Obtaining a waiver for the fund administration requirement

While fund administration is mandated under the RIA, there are some situations where it is possible to obtain a waiver for this requirement, such as when the NCE is “controlled by or under common control of an investment adviser or broker-dealer that is registered with the Securities and Exchange Commission.”

The fund administration requirement can also be waived if the NCE “commissions an annual independent financial audit of such new commercial enterprise or job creating entity conducted in accordance with Generally Accepted Auditing Standards, which audit shall be provided to the Secretary and all investors in the new commercial enterprise.”

An annual audit of practices can be a good thing, but audits alone may not be enough to assure investors. Audits can only catch errors after the fact, when it may be too late to fix things. A competent fund administrator that oversees key aspects of the project can catch issues in real time and provide immediate solutions to avoid interruptions or rule violations.

Having a third-party fund administrator adds another layer of protection to ensure compliance and bolster investor confidence. To follow best practices, Regional Centers should retain third-party oversight along with yearly audits.

 

The benefits of a quality EB-5 cosignatory

The purpose of the cosignatory requirement is to ensure investor funds are handled properly and invested according to the offering documents, and that all investor capital is adequately tracked according to the rules set forth in the RIA. A quality fund administrator is an experienced, independent third party that can monitor, track, and report on all activity, ensuring movement of funds is in accordance with project offering documents and EB-5 rules before signing off on any transfer, while making all necessary information available to investors.

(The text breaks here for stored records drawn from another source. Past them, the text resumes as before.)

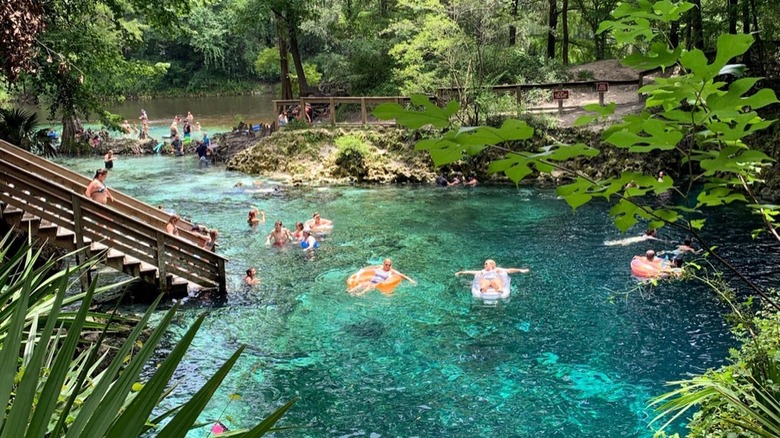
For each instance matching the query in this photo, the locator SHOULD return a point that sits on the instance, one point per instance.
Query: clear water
(568, 356)
(214, 113)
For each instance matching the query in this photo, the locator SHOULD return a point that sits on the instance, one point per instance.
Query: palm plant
(52, 387)
(19, 127)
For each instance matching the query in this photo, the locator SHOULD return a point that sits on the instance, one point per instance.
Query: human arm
(466, 272)
(398, 273)
(515, 270)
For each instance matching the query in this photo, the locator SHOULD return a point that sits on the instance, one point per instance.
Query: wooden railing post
(363, 112)
(222, 280)
(161, 271)
(332, 111)
(640, 83)
(81, 255)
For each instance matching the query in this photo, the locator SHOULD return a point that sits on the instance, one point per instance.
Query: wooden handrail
(62, 205)
(73, 180)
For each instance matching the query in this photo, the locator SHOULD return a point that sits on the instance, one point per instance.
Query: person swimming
(279, 235)
(253, 220)
(490, 276)
(381, 275)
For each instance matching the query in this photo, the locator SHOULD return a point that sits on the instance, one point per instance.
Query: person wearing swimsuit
(491, 275)
(97, 190)
(108, 160)
(279, 235)
(171, 226)
(211, 244)
(381, 275)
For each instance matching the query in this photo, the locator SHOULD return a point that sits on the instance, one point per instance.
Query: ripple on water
(567, 356)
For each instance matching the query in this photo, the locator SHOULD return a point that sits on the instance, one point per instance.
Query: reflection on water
(217, 113)
(565, 357)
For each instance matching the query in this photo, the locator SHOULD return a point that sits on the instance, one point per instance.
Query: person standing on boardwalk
(97, 190)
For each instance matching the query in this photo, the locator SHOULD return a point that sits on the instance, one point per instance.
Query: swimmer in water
(491, 275)
(279, 235)
(650, 234)
(317, 222)
(253, 220)
(381, 275)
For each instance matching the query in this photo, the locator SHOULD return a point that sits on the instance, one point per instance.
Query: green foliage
(53, 386)
(267, 64)
(704, 115)
(19, 128)
(352, 155)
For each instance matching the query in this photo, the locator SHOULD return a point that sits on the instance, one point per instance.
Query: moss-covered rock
(337, 156)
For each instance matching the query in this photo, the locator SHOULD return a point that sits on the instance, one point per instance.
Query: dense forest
(75, 56)
(382, 47)
(78, 55)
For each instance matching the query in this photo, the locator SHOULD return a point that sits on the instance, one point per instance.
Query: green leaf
(185, 418)
(24, 402)
(729, 47)
(697, 224)
(127, 423)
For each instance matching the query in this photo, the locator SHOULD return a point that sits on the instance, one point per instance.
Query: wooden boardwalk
(48, 201)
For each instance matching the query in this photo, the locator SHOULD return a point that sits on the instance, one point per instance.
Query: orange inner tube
(641, 267)
(364, 276)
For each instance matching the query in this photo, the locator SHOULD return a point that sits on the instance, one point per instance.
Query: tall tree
(565, 32)
(552, 26)
(732, 8)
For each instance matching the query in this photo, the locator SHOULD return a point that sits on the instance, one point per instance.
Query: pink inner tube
(658, 268)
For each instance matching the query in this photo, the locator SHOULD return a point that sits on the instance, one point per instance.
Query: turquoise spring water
(569, 356)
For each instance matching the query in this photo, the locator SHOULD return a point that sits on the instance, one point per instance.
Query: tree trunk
(512, 27)
(303, 85)
(565, 43)
(70, 127)
(732, 7)
(284, 63)
(553, 25)
(697, 30)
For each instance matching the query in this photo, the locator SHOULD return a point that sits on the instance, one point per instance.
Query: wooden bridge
(49, 201)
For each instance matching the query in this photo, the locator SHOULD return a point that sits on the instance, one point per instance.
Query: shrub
(351, 157)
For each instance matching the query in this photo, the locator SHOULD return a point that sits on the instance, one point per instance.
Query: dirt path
(625, 96)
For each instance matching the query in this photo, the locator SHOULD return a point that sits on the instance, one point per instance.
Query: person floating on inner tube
(381, 275)
(491, 275)
(316, 223)
(308, 243)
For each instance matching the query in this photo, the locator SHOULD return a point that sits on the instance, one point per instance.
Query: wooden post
(332, 111)
(363, 112)
(640, 83)
(222, 280)
(560, 102)
(81, 255)
(161, 271)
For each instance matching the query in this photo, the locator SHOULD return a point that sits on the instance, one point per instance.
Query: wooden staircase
(48, 201)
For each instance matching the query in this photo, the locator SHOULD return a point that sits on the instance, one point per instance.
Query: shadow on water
(566, 356)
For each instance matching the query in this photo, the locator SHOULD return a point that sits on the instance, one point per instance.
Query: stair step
(46, 225)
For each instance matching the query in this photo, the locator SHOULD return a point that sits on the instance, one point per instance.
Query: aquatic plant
(63, 383)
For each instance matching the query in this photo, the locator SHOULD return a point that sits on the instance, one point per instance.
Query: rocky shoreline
(386, 155)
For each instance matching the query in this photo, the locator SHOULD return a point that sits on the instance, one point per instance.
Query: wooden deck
(48, 201)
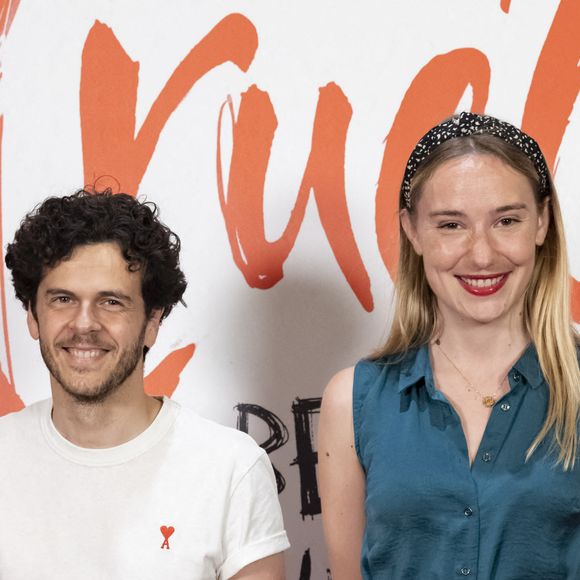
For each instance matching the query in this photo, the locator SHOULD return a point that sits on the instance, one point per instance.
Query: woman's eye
(508, 221)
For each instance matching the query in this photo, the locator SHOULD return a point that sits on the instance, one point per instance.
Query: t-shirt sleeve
(254, 528)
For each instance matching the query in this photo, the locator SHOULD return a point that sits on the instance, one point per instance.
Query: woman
(453, 450)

At JTC, we go beyond the minimum to provide help at each stage of a project’s life cycle without any gaps. As part of the onboarding process, project offering documents are reviewed by our team to identify what triggers are required for each transfer of funds and what documentation will satisfy those triggers. Because of our advanced technology and EB-5 experience, our oversight can layer seamlessly into a Regional Center’s operations to confirm that disbursements align with the offering documents quickly, avoiding needless interruptions.

If your fund administrator isn’t familiar with the nuances of an EB-5 offering memorandum or loan agreement, they could cause slowdowns or fail to ensure investor funds are released at the proper time to an approved recipient, which could result in the ultimate denial of the investor’s green card. At JTC, we get to know your project intimately, so we can fully integrate with your processes while providing extra protection for investors.

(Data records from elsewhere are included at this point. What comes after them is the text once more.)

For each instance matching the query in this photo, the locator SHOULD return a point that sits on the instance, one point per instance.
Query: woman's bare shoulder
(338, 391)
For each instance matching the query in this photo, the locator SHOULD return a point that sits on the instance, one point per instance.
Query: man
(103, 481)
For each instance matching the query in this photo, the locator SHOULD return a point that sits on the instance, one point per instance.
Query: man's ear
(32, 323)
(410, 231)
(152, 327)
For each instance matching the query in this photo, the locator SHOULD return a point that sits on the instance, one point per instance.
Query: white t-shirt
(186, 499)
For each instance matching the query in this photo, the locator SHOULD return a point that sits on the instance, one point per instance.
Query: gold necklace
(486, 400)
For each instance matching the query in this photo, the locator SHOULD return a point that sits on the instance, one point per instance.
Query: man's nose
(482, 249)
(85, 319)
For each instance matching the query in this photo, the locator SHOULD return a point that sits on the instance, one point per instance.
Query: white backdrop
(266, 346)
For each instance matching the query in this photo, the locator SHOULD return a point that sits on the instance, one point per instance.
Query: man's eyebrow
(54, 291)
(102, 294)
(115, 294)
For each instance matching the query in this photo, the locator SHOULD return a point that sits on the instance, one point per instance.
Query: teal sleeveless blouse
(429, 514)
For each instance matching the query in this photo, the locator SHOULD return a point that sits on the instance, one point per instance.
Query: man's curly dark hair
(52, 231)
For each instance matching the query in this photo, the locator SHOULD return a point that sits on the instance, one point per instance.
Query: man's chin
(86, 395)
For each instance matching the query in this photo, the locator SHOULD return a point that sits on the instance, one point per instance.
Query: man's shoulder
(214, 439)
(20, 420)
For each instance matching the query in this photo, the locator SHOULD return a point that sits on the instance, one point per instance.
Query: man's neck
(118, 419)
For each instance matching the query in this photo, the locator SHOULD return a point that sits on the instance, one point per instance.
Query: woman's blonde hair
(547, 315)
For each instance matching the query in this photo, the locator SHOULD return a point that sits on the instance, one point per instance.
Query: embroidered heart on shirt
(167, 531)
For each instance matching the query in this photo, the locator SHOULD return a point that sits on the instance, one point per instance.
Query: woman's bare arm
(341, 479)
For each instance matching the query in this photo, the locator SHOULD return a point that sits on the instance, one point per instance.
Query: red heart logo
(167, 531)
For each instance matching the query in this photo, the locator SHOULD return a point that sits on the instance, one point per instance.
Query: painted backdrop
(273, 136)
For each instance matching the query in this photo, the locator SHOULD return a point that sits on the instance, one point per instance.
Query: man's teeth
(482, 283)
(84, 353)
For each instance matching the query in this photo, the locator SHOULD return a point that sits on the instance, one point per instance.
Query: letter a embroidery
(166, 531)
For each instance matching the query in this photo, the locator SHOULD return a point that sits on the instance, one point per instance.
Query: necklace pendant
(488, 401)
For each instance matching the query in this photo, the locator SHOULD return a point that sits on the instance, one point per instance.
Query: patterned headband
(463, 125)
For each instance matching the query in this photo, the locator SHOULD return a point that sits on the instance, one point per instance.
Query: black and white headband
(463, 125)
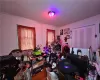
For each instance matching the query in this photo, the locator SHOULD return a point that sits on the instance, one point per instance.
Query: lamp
(51, 13)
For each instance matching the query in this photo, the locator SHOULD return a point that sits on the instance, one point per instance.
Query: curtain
(50, 36)
(26, 38)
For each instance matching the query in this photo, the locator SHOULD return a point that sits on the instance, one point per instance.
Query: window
(50, 36)
(26, 37)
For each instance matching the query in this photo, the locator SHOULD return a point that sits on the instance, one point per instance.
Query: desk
(66, 69)
(37, 67)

With fast setup and seamless AML, KYC, and OFAC compliance, JTC provides the third-party controls necessary for drawdown accounts, including tracking the flow of funds, producing necessary reports, and approving/cosigning on all transfers, with document aggregation and a full audit trail. And with access to our secure online portal, investors aren’t just “periodically” provided with updates, but able to view investment and project information 24/7 from anywhere in the world.

In addition to cosignatory services, JTC’s EB-5 fund administration solution includes data management and document storage as mandated by the RIA. We also offer USCIS audit preparation and additional services such as fund accounting, loan administration, and investor immigration workflow in a fully customizable format that allows you to choose exactly which services you need. With JTC, your Regional Center will have a trusted name that shows investors you’re willing to go above and beyond for the protection of their invested funds and the success of their EB-5 investor petitions.